Mary Poppins could talk to the animals and birds, and it was a power I so longed to have.  The talking animals of The Wind in the Willows enchanted me for years.  They still enchant me.  I can read that book over and over, pick it up and start at any place it opens.  It is full of wonder and wisdom and poetry, much of my love of nature began with the animals and their environments in that book.

Even before I lost my heart to Little Women, Louisa May Alcott's eternal story of a family of four girls and their beloved Marmee, I had fallen in love with the All of a Kind Family, by Sydney Taylor. One reason is that it was a family of five little girls, and I myself was the oldest of a family of five little girls – and one brother. Taylor’s is a Jewish immigrant family on the Lower East Side of New York, and much of my early learning about Judaism, and fascination with it, came from these books. The first book has several sequels, all of which I loved.
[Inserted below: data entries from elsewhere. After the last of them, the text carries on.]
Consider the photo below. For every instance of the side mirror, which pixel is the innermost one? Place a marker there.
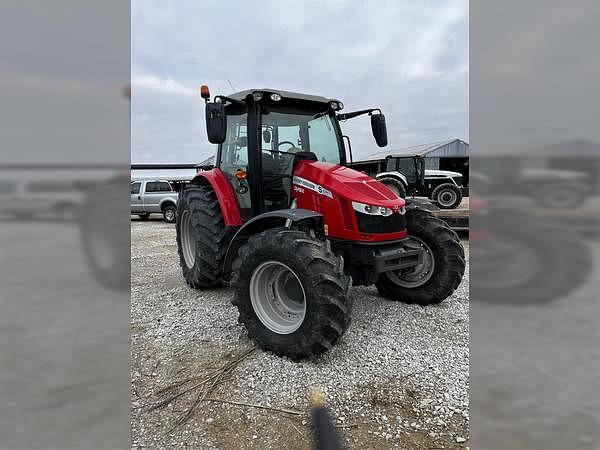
(216, 122)
(379, 129)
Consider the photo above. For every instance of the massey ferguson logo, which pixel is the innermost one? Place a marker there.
(311, 186)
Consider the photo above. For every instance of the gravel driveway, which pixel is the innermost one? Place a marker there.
(399, 378)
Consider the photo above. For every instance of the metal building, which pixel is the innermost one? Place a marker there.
(451, 154)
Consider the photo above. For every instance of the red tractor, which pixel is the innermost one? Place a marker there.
(283, 221)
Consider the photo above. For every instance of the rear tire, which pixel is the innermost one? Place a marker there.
(394, 185)
(447, 196)
(447, 269)
(305, 331)
(202, 237)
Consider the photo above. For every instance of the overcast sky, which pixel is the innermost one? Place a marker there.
(409, 58)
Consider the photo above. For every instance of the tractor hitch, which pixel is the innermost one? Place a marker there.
(407, 254)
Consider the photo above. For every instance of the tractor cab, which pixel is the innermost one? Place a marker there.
(286, 127)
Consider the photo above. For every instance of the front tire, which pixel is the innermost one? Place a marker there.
(442, 269)
(447, 196)
(170, 213)
(202, 237)
(291, 293)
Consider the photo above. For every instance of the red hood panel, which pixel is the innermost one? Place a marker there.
(348, 183)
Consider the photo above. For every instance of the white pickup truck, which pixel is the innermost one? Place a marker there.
(153, 196)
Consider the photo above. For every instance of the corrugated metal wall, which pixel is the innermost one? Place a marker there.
(455, 149)
(432, 162)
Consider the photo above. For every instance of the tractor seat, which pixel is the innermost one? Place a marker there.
(274, 189)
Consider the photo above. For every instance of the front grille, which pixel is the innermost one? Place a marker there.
(379, 224)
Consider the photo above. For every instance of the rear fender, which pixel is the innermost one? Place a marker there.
(225, 195)
(273, 219)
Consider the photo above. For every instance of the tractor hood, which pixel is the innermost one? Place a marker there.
(348, 183)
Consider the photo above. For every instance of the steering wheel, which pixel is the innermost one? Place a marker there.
(286, 142)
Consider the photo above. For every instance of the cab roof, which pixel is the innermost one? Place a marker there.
(285, 94)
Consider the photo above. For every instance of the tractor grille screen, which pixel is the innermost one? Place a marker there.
(379, 224)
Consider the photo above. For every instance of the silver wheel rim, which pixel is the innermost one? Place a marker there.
(188, 240)
(418, 275)
(277, 297)
(447, 197)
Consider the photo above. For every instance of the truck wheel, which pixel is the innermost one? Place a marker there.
(170, 213)
(394, 185)
(441, 271)
(560, 196)
(447, 196)
(291, 293)
(202, 237)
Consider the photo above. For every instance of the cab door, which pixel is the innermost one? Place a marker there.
(234, 161)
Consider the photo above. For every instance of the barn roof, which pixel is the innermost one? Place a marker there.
(448, 148)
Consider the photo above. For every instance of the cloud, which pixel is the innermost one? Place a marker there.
(408, 58)
(162, 85)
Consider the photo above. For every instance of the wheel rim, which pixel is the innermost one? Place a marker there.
(418, 275)
(188, 240)
(447, 197)
(278, 297)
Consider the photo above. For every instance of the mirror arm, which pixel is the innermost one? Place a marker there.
(349, 148)
(229, 99)
(353, 114)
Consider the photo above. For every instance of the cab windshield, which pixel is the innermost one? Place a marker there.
(286, 133)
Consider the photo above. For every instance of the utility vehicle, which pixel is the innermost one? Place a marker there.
(406, 175)
(283, 220)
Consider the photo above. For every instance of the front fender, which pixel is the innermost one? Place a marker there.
(225, 195)
(273, 219)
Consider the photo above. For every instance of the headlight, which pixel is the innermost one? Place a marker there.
(371, 209)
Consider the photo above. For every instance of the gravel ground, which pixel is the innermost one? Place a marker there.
(399, 378)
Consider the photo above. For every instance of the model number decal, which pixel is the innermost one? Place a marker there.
(312, 186)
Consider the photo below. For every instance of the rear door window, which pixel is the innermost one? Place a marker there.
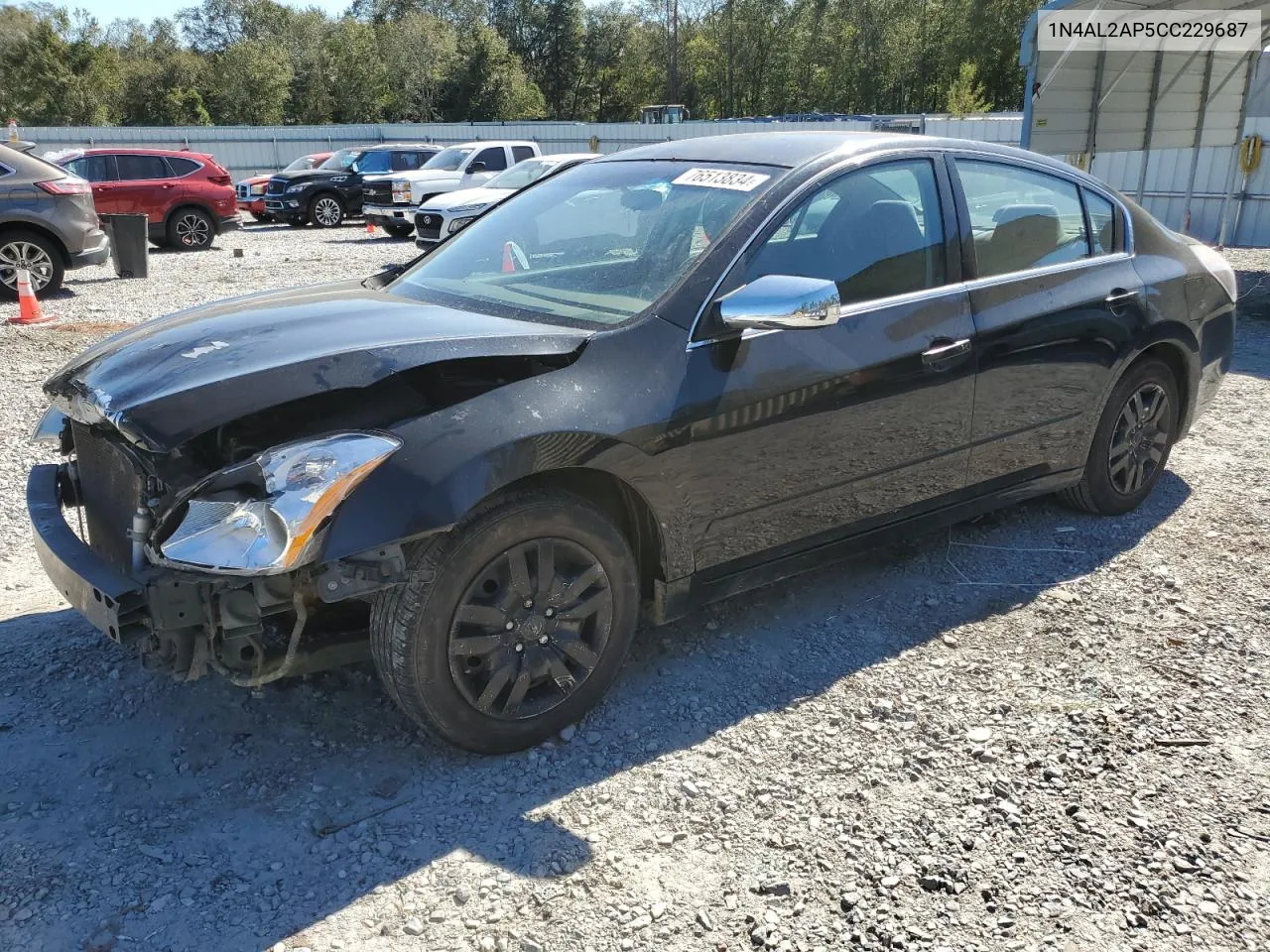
(1021, 218)
(407, 162)
(93, 168)
(1103, 223)
(494, 159)
(135, 168)
(182, 167)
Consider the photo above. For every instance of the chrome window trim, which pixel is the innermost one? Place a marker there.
(856, 162)
(961, 287)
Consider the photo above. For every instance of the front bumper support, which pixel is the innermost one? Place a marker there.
(112, 602)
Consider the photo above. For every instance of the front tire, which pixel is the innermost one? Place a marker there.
(37, 254)
(511, 626)
(325, 211)
(190, 230)
(1132, 442)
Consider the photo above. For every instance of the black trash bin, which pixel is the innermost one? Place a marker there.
(130, 244)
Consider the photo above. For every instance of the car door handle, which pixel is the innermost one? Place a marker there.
(1119, 298)
(943, 349)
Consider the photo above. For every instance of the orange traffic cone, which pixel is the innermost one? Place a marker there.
(28, 304)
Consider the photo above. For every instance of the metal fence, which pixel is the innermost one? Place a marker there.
(249, 150)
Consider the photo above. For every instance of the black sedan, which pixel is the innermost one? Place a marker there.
(659, 379)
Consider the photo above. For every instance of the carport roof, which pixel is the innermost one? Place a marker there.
(1114, 102)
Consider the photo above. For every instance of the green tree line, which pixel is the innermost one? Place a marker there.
(262, 62)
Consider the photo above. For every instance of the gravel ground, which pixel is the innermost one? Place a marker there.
(1040, 730)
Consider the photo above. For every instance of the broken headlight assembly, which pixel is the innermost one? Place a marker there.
(266, 516)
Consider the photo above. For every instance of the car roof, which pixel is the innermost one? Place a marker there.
(130, 150)
(563, 157)
(794, 149)
(393, 146)
(489, 143)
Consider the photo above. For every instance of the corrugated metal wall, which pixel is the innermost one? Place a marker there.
(1165, 191)
(249, 150)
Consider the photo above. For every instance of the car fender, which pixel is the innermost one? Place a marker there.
(22, 218)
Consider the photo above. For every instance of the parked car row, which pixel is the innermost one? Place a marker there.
(48, 222)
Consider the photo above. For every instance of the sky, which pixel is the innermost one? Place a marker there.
(146, 10)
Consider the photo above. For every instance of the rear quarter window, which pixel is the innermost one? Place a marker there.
(182, 167)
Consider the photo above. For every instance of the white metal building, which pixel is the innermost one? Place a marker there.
(1164, 127)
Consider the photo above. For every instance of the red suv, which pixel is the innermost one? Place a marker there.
(189, 197)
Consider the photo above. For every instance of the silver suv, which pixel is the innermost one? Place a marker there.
(48, 222)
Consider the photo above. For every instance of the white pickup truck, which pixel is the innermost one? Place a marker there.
(389, 202)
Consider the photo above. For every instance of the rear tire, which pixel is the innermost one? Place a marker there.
(1132, 442)
(39, 255)
(552, 566)
(190, 230)
(326, 211)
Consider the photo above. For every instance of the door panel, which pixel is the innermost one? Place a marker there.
(799, 433)
(1046, 333)
(145, 186)
(1047, 345)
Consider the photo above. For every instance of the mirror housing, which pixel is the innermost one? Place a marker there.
(780, 302)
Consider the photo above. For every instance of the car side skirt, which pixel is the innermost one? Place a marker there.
(677, 598)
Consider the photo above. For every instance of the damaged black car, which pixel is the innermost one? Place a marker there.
(657, 380)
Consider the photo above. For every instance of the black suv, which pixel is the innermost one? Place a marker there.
(48, 222)
(331, 191)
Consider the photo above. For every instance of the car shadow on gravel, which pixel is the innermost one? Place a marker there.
(204, 816)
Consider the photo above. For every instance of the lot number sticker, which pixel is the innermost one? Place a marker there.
(720, 178)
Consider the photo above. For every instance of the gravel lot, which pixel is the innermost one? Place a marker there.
(1040, 730)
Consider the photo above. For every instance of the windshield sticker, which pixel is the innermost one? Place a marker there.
(720, 178)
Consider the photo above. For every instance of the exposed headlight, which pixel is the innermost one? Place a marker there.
(264, 516)
(1218, 267)
(50, 426)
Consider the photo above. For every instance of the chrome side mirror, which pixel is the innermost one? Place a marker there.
(781, 301)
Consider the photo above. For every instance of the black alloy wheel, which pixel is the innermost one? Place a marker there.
(530, 629)
(190, 230)
(1132, 440)
(1139, 439)
(512, 625)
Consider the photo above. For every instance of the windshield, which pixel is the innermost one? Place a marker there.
(340, 160)
(595, 244)
(448, 159)
(522, 175)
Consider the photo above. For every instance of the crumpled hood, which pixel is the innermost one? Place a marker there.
(468, 195)
(172, 379)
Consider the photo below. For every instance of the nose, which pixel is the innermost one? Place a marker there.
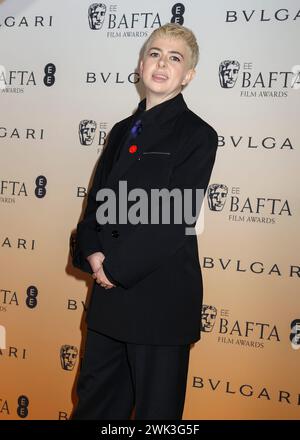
(161, 61)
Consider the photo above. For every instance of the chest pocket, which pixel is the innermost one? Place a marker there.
(152, 169)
I have been unable to interest any of the current children in my life in a book which I adored, Hitty, Her First Hundred Years, by Rachel Field, and I’m not sure why. It does seem rather dense on first glance, and the language is not contemporary – but, oh, the story! A hundred years of history and adventure in this autobiography of a wooden doll. There is a new edition, reworked by two very fine children’s authors and illustrators, Rosemary Wells and Susan Jeffers. But I still treasure my copy of the original, and think maybe I need to read it again soon.

There are many more children’s books that I’ve discovered as an adult – I’m a great fan of kids’ books – but this is a short list of some I experienced as a real child, on real summer days when I used to take a book up into the branches of a tree and spend as long there as I could, lost in dreams, stories, adventures, discovering worlds within worlds, learning the power and wonder of words.